4. "Si Estamos Juntos"

- UK CD Single / UK 12-inch Single
5. "Fragile" – 3:45
6. "Frágil" – 3:50
7. "Frágilidad" – 3:52
8. "Mariposa Libre" – 4:54

- Spanish 7-inch Single
9. "Fragile" – 3:54
10. "Frágil" (Portuguese) – 3:50

- European 7-inch Single
11. "Fragile" – 3:54
12. "Frágil" (Portuguese) – 3:50

- West German 12-inch Maxi Single / European CD Maxi Single
13. "Fragile" – 3:54
14. "Up From The Skies" – 10:06
15. "Someone to Watch Over Me" – 4:32

- Uruguayan 7-inch Single
16. "Fragile" (In Spanish) – 3:55
17. "Conversation With A Dog" – 3:34

- Canadian 7-inch Single / US 7-inch Single / Japanese 3-inch CD Single / Japanese Promo 3-inch CD Single
18. "Fragile" – 3:54
19. "Fragilidad" (Spanish) – 3:52

- Portuguese 7-inch Single
20. "Fragile" – 3:54
21. "Frágil" (Portuguese) – 3:52

- US Promo 7-inch Single
22. "Fragile" – 3:54
23. "Fragile" – 3:54

- French 7-inch Single / French CD Single
24. "Fragil" (Portugues) – 3:50
25. "Mariposa Libre" – 4:54

- Spanish 7-inch Single
26. "Fragilidad" – 3:52
27. "Fragil" (Portugues) – 3:50

- Mexican 7-inch Promo Single
28. "Fragilidad" – 3:52
29. "Fragilidad" – 3:52

- French 12-inch Promo Single
30. "Fragil" (Portugues) – 3:50
31. "Fragil" (Portugues) – 3:50

==Charts==

===Weekly charts===

| Chart (1988) | Peak position |
|---|---|
| Belgium (Ultratop 50 Flanders) | 11 |
| European Airplay (Music & Media) | 32 |
| Netherlands (Dutch Top 40) | 10 |
| Netherlands (Single Top 100) | 12 |
| UK Singles (Official Charts) | 70 |

| Chart (2001) | Peak position |
|---|---|
| Italy (FIMI) | 25 |
| Switzerland (Schweizer Hitparade) | 64 |
| West Germany (GfK) | 92 |

| Chart (2016) | Peak position |
|---|---|
| France (SNEP) | 94 |

===Year-end charts===

| Chart (1988) | Position |
|---|---|
| Netherlands (Dutch Top 40) | 82 |
| Netherlands (Single Top 100) | 92 |

==Cover versions==
Isaac Hayes recorded a funk cover that was released on his 1995 Branded album.
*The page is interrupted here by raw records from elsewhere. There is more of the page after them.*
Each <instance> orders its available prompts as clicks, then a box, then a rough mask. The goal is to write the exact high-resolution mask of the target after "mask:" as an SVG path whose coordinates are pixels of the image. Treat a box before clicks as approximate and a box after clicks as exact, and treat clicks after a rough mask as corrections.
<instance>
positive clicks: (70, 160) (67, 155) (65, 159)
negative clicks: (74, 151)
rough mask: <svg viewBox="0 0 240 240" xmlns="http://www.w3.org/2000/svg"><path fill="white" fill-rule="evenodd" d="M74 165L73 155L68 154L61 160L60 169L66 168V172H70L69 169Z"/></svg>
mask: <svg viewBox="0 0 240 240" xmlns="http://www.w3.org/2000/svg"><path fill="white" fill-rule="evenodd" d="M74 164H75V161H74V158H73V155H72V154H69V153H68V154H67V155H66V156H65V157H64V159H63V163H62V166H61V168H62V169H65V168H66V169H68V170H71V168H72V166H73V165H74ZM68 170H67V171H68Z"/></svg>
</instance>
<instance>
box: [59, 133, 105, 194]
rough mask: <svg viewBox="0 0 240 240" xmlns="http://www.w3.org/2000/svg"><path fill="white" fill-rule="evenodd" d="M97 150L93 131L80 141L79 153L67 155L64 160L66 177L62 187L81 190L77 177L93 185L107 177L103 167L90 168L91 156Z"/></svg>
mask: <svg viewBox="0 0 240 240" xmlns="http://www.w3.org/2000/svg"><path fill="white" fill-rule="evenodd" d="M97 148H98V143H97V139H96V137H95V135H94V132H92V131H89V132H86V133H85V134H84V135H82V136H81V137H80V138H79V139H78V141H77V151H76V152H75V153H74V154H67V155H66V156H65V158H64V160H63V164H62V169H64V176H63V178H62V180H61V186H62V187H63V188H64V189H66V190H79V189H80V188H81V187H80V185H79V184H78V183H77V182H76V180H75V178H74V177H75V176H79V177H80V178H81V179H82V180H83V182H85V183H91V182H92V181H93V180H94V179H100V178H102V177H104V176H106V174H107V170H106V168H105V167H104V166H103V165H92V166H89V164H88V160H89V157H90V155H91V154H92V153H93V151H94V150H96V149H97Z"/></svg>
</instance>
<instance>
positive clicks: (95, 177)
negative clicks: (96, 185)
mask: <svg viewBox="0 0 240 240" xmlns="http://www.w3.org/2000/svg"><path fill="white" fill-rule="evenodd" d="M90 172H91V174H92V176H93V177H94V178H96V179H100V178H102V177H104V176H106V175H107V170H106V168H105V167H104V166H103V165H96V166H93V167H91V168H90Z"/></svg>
The song stayed in the top 100 for two weeks.

Pianist Kenny Barron recorded a cover of "Fragile" on his album The Moment. Barron re-recorded the song with Regina Carter for their 2001 album Freefall.

A version of the song with Julio Iglesias was included on Sting's Duets compilation album (2021).

Sting recorded the song as a duet with Barbra Streisand for her 2025 album The Secret of Life.

In the 2025 Netflix Series "Adolescence", a cover version of the song performed by a student choir from Minsthorpe Community College in West Yorkshire, UK, is used as a soundtrack. It has received praise from Sting who called it "beautiful".